Data are raw or organized findings.
* Number of beer consumed during Carnaval 2019.
* Checking accounts opened in 2018.
* Price of Bitcoin in 2017.

Information is data that has been given context.
* Market share of brewers, in Brasil, over the past 10 years tells us if the market share for the top 5 brewers has changed significantly.
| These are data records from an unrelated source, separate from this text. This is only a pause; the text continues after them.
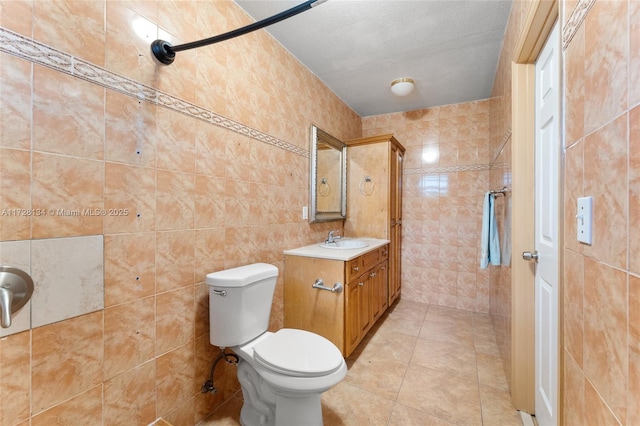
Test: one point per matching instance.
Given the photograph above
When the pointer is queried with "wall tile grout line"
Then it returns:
(41, 54)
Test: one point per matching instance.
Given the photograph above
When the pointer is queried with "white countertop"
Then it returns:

Data analysis helps uncover information, answer queries, and forecast the unknown. However, before this can be accomplished the data must be cleaned.
In this kernel, I will take you through the steps of preparing data for analysis.

**Import data**

In [None]:
#Import pandas library
import pandas as pd

In [None]:
#Save your dataframe into a variable so that you can keep working with it
Military_Expenditure = pd.read_csv("../input/military-expenditure-of-countries-19602019/Military Expenditure.csv")

**Explore the data set**

In [None]:
#The shape attribute returns a python tool
#The first value is the number of rows and the second value is the number of columns
Military_Expenditure.shape

In [None]:
#DataFrame, index dtype, column dtypes, non-null values and memory usage
Military_Expenditure.info()

In [None]:
#Head gives us the first five rows
#A pandas dataframe has three components: index, column, and value(body of the dataframe).
Military_Expenditure.head()

**Subset Columns**

In [None]:
Name = Military_Expenditure[['Name', 'Code']]

In [None]:
Name

**Subset Rows**

In [None]:
#loc matches the index label and iloc matches the index position
Military_Expenditure.loc[[0, 1, 2]]

**Subset rows and columns**

In [None]:
rows_columns = Military_Expenditure.loc[0:10, ['Name', 'Code', 'Type']]

In [None]:
rows_columns.head

In [None]:
#Multiple Criteria Filtering
filter_list = ['Regions Clubbed Economically', 'Semi Autonomous Region', 'Regions Clubbed Geographically']
Military_Expenditure[Military_Expenditure.Type.isin(filter_list)]

In [None]:
#This data set has a column named Indicator Name that should be removed since it adds no value to the data set
Military_Expenditure.drop(['Indicator Name'], axis='columns', inplace=True)

In [None]:
Military_Expenditure.head()

**Melt**

In [None]:
#When column headers are values and not variables the data set needs to be melted.
Military_Expenditure= Military_Expenditure.melt(id_vars=['Name', 'Code', 'Type'],
                                         var_name='Year', value_name='Expenditure_USD')

In [None]:
Military_Expenditure.head()

**Convert data type**

In [None]:
#Wrong data type is assigned to a feature
Military_Expenditure.dtypes

In [None]:
#Convert
Military_Expenditure[["Year"]] = Military_Expenditure[["Year"]].astype("int")

In [None]:
#List the columns after the conversion
Military_Expenditure.dtypes

**Identify and handle missing data**

Missing values in a data set can be represented as NaN, ?, 0, or an empty cell. The Expenditure_USD column has several missing values which are represented with NaN. 
There are several ways to deal with missing information. 
* You can go to the source and try to find the missing information
* Remove the data of the missing value(s)
* Replace the missing value(s)
* Leave the missing data as missing data

Which option would you choose? And Why?

In [None]:
Military_Expenditure.head()

In [None]:
#Count missing values in each column
for column in Military_Expenditure.columns.values.tolist():
    print(column)
    print (Military_Expenditure[column].value_counts())
    print("")

In [None]:
#Replace all NaN elements with 0s
Military_Expenditure.fillna(value=0, inplace=True)

In [None]:
Military_Expenditure.head()

Keep in mind that when you are working with large datasets a lot of time will be spent on cleaning the data.